La désinformation sur les réseaux sociaux concernant la guerre en Iran
Depuis le déclenchement du conflit entre l'Iran et Israël le 28 février, les plateformes numériques sont inondées de contenus visuels, parmi lesquels se mêlent vérités et manipulations. Une quantité significative de ces publications s'avère frauduleuse, exploitant parfois les capacités de l'intelligence artificielle pour créer des scénarios alarmistes.
Des vidéos trompeuses sur les attaques de missiles
Parmi ces productions trompeuses, certaines présentent des images de missiles iraniens frappant la ville de Tel-Aviv. Ces vidéos, souvent accompagnées d'appels au partage, propagent l'idée que les citoyens israéliens seraient interdits de publier de telles séquences sous peine de sanctions sévères.
Des publications sur X, visionnées des dizaines de milliers de fois, affirment sans ambages : « Israël condamne désormais à cinq ans de prison toute personne publiant des vidéos de Tel Aviv dans son état actuel ». Cette affirmation se répand également sur Facebook, où l'on évoque une prétendue « loi d'urgence stricte » récemment instaurée par le gouvernement israélien, en citant parfois le quotidien algérien El Watan comme source.
Vérification des sources officielles
Une investigation approfondie des sites gouvernementaux israéliens, notamment ceux hébergeant les textes législatifs en vigueur, ne révèle aucune trace d'une telle loi d'urgence. Le site du Commandement du Front Intérieur, qui diffuse les directives de sécurité, reste inaccessible depuis la France, compliquant la vérification directe.
Pour clarifier la situation, des contacts ont été établis avec des personnes résidant en Israël. Plusieurs d'entre elles confirment avoir reçu des recommandations officielles les incitant à ne pas publier d'images de missiles. La justification avancée : empêcher l'adversaire d'ajuster ses tirs en fonction des informations divulguées.
La réalité de la censure militaire israélienne
Un avocat spécialisé, basé à Tel-Aviv, a fourni des éclaircissements juridiques cruciaux. Il a dirigé notre attention vers une ordonnance d'urgence datant de juin 2025, concernant spécifiquement la documentation des lieux d'impacts de missiles.
Le contenu de l'ordonnance d'urgence
Ce texte législatif interdit formellement, « sans l'autorisation préalable de la censure militaire », toute publication d'informations, de documentation ou d'images susceptibles de révéler la localisation précise des impacts. Cette interdiction s'applique de manière uniforme :
- Aux médias traditionnels, qu'ils soient écrits ou audiovisuels
- Aux réseaux sociaux et aux plateformes de partage
- Aux blogs et aux sites personnels
Le non-respect de cette obligation constitue une infraction pénale. La peine encourue est de trois ans d'emprisonnement, précise l'expert juridique. Il ajoute que la peine de cinq ans fréquemment mentionnée dans les publications virales fait référence à une autre loi pénale sanctionnant la divulgation d'informations classifiées, distincte de cette ordonnance d'urgence.

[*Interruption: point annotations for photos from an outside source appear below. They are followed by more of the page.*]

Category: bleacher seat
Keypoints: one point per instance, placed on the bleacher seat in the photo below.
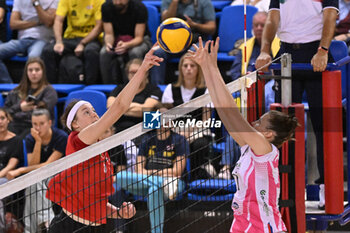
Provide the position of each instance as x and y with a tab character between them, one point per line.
231	28
97	99
153	21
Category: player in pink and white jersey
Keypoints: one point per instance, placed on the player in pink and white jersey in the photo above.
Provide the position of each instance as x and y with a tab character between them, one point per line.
255	203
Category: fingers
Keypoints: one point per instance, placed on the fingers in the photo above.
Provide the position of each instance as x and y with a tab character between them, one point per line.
200	42
206	47
216	45
154	48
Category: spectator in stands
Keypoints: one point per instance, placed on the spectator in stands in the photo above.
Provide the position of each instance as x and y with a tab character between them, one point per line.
190	85
262	5
126	37
11	154
147	97
311	44
80	40
253	48
44	145
160	165
200	15
33	20
34	91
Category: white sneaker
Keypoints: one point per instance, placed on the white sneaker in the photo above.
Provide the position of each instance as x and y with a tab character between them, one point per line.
224	174
170	187
321	204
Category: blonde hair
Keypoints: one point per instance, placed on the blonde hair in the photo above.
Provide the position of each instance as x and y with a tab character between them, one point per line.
199	77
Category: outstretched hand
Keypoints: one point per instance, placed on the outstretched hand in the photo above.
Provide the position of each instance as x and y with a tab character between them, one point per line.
151	60
202	56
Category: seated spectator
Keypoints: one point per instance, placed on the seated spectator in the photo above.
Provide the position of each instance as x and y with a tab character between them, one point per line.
44	145
190	85
34	91
126	37
147	97
80	45
11	154
200	15
160	165
262	5
33	19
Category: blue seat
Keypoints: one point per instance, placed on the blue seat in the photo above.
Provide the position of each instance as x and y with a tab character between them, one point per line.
231	28
153	21
339	50
97	99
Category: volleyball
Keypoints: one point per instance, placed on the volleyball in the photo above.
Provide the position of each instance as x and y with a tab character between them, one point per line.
174	35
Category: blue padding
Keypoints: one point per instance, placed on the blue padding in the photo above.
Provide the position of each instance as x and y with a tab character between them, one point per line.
195	197
227	185
106	88
225	57
25	158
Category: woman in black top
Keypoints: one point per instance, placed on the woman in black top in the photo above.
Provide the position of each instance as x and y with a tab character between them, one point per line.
34	91
11	154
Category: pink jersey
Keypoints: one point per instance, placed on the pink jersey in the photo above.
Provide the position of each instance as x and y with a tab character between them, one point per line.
255	203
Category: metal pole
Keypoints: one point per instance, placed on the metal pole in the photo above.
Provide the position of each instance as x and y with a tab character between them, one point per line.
286	84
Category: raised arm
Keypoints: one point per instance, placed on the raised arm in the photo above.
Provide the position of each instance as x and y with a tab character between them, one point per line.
171	11
121	104
229	113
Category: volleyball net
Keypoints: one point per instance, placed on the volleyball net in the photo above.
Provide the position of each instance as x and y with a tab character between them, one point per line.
169	174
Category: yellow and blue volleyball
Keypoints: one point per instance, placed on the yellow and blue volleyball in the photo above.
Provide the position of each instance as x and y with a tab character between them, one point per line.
174	35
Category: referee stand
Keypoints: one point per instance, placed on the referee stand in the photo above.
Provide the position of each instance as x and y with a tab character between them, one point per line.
299	214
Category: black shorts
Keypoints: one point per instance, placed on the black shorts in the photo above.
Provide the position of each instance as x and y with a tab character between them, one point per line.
63	223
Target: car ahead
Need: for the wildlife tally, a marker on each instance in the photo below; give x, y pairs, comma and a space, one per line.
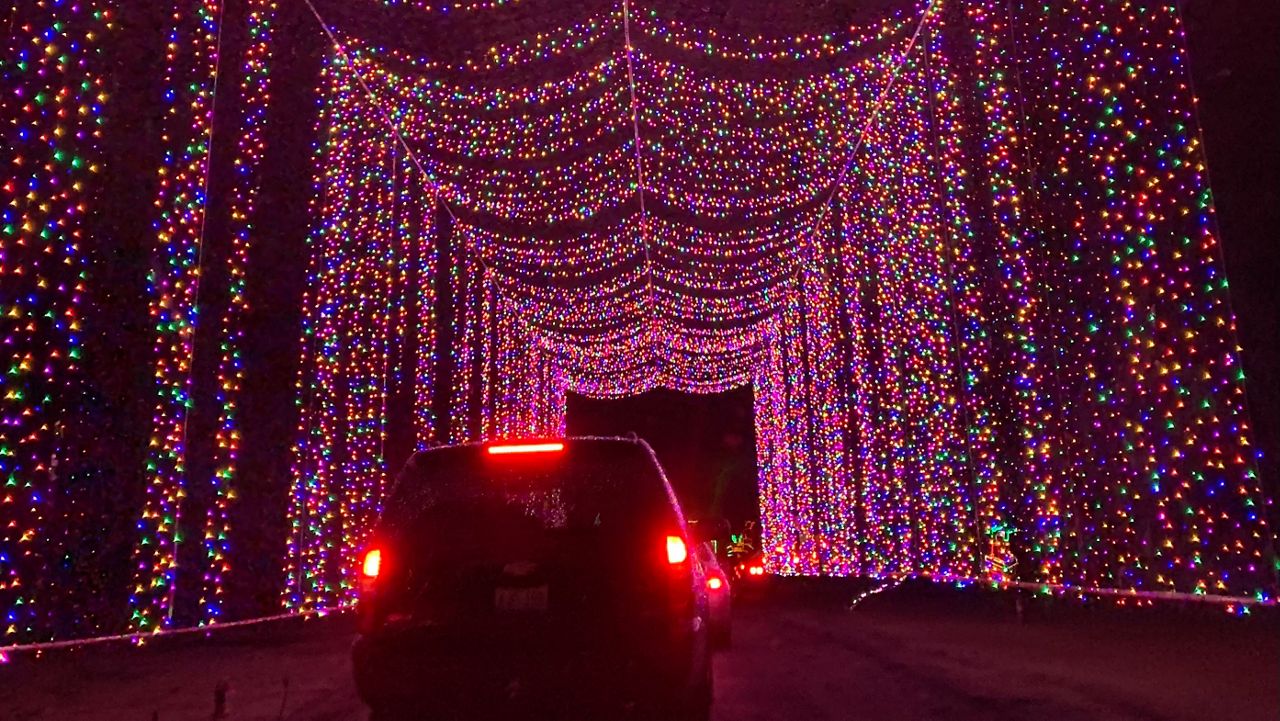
718, 599
547, 579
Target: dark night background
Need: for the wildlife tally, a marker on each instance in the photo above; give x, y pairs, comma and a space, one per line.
705, 442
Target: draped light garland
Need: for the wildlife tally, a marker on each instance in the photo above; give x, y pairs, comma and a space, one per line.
965, 256
850, 222
50, 135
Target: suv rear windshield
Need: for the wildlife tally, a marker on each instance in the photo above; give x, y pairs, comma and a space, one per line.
607, 487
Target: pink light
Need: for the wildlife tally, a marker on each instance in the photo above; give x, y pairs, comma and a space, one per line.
526, 448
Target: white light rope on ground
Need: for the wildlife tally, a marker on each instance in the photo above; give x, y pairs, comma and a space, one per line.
7, 652
1136, 594
887, 585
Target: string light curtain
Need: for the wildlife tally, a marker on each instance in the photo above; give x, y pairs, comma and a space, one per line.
192, 76
53, 117
965, 256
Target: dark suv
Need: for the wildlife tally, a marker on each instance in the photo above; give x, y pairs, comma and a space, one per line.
547, 578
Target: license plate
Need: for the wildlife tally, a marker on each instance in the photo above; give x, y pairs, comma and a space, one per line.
520, 598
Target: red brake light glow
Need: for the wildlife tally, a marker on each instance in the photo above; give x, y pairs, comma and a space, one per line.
526, 448
373, 564
676, 550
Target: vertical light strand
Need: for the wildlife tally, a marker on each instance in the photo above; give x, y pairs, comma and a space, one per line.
255, 100
173, 284
50, 137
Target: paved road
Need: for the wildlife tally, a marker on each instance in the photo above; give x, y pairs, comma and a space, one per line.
800, 661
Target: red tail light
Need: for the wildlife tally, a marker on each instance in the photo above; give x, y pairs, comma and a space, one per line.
526, 448
676, 550
373, 564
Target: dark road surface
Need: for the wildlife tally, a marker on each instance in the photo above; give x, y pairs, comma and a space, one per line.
880, 661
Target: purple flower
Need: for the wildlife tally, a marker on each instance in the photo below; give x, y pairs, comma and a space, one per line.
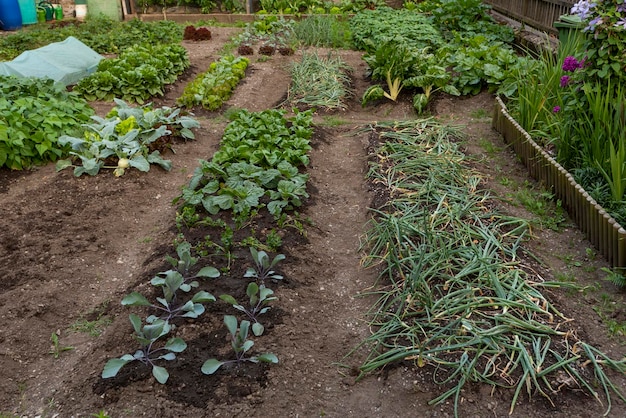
592, 24
570, 64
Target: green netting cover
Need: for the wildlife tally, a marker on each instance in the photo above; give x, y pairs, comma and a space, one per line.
66, 62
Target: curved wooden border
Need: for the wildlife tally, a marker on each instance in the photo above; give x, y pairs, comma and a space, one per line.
608, 236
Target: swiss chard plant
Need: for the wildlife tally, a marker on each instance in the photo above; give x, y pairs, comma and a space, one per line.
151, 351
256, 166
240, 344
429, 77
213, 87
33, 114
393, 61
259, 297
127, 137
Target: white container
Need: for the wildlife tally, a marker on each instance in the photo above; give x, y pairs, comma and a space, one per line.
81, 11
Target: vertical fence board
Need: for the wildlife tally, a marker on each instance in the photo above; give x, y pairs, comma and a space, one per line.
541, 14
599, 227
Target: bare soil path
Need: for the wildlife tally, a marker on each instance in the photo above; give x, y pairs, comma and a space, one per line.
71, 248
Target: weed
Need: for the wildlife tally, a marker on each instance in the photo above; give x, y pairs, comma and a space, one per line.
333, 121
262, 270
591, 253
506, 182
94, 327
551, 215
57, 348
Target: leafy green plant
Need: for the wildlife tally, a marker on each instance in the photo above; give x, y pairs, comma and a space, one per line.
370, 28
240, 344
257, 161
393, 61
213, 87
319, 82
430, 77
139, 73
148, 335
259, 296
323, 31
171, 282
33, 113
263, 266
128, 137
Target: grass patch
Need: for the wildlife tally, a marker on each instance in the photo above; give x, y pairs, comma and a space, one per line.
319, 82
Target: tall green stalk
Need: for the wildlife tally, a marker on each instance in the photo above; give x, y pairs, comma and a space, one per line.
454, 296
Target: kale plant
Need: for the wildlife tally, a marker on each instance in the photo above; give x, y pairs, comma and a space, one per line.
263, 266
259, 297
171, 281
240, 344
147, 336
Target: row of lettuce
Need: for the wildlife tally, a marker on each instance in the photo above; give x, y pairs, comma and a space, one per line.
436, 45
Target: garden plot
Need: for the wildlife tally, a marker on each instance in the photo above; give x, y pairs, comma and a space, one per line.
72, 248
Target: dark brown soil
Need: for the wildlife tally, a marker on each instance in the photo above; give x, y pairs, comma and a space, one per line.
72, 248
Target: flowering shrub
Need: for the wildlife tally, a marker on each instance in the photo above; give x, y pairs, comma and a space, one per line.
606, 37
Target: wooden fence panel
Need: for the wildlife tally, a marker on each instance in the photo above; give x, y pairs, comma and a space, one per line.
540, 14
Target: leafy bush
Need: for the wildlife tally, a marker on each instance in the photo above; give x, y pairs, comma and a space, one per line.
213, 87
370, 27
33, 113
139, 73
328, 31
128, 137
467, 18
605, 42
256, 166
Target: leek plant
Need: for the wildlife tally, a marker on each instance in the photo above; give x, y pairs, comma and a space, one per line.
454, 294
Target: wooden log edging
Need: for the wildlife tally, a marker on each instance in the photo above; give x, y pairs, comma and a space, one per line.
606, 235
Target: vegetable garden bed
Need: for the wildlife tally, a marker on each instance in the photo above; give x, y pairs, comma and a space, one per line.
85, 245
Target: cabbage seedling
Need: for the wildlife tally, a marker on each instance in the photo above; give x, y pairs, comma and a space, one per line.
259, 297
263, 270
148, 335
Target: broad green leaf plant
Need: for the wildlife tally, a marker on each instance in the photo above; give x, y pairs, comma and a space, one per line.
148, 336
125, 139
241, 345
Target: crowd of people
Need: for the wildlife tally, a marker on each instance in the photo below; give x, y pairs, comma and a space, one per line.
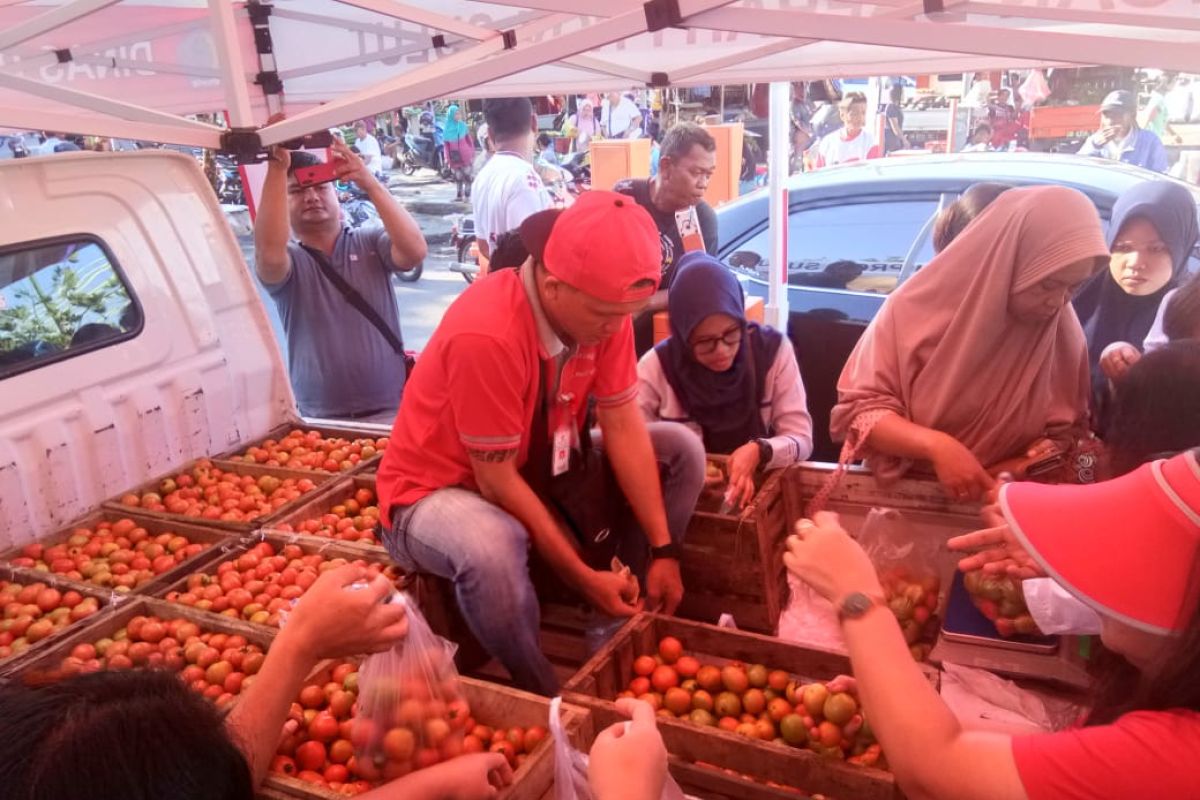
1032, 355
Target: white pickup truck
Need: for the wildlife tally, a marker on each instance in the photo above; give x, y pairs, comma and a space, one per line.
132, 338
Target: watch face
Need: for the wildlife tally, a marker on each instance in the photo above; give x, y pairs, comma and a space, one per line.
856, 605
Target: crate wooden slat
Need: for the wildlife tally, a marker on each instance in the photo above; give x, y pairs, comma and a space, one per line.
733, 563
318, 503
327, 431
257, 470
610, 671
13, 665
325, 547
215, 537
120, 615
493, 705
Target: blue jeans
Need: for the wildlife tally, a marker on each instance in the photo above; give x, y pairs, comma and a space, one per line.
459, 535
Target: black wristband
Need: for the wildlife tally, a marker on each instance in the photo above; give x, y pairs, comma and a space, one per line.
671, 551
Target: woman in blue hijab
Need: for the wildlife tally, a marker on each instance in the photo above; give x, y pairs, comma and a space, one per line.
460, 149
735, 383
1152, 232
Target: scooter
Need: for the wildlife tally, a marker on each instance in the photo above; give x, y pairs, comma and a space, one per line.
462, 239
359, 212
424, 151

Une censure ciblée principalement sur les médias internationaux
Malgré ces restrictions, la population israélienne continue de partager occasionnellement des contenus liés au conflit. Comme le rapporte CNN, la censure militaire se concentre davantage sur les médias internationaux que sur les publications individuelles des citoyens.
Le contrôle de l'information s'est considérablement intensifié depuis le début des hostilités. Lors des directs télévisés, il est désormais interdit de diffuser les interceptions de missiles iraniens, une pratique qui était encore autorisée lors du précédent conflit de douze jours entre les deux nations.
Cette situation illustre le défi permanent que représente la lutte contre la désinformation en période de conflit, où les réalités juridiques se trouvent souvent déformées par des récits simplificateurs circulant sur les réseaux sociaux.